Innovation and autocracy

I’ve long believed that innovation is never just about (or even) about new ideas, funky office spaces, flat hierarchies, skunks works ventures or ‘open-ended’ brainstorming sessions. Instead it’s about structure, process and culture – and, ultimately, leadership.

This piece on a HBR blog by Simon Rucker articulates this view quite well:

I’ve been advising organizations on transformational innovation for a decade now, and in my opinion, the lack of a singular, visionary — and frankly autocratic — someone in charge is one of the biggest reasons why transformational initiatives lose focus, seek the lowest common denominator, and ultimately fall short.

Steve Jobs clearly wasn’t the easiest of people to work with.

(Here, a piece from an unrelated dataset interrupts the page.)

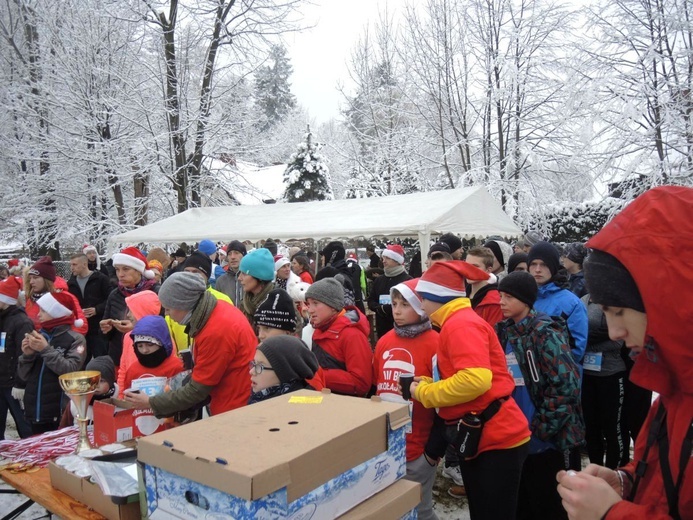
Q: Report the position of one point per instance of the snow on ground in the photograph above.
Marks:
(446, 507)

But he was the sort of
brilliant, visionary, entrepreneurial individual organizations need, now more than ever.
The real challenge for organizations trying to innovate transformationally is not finding better insights or developing better intellectual property. The real challenge is providing the type of structure, resources, governance, and culture that actually enable the abrasive, original Steve Jobses of the world to do what they’re great at.

And that is a transformation that most modern organizations are seemingly unable to make.

However, I think he probably puts the cart before the horse. What’s becoming clearer as anatomies of Jobs’ leadership come to the surface is that he fashioned a highly autocratic and disciplined organisation that allow his creative vision to be realised. Many other companies entrust the work of innovation to the wider workforce but then don’t have the structural form or cultural norms in place to harness it. Ideas flourish but focus is never realised. Oceans of innovative thinking sit unconstrained throughout an organisation but there’s no organisational form to contain and channel it.

The genius of Jobs was his discipline not his creativity.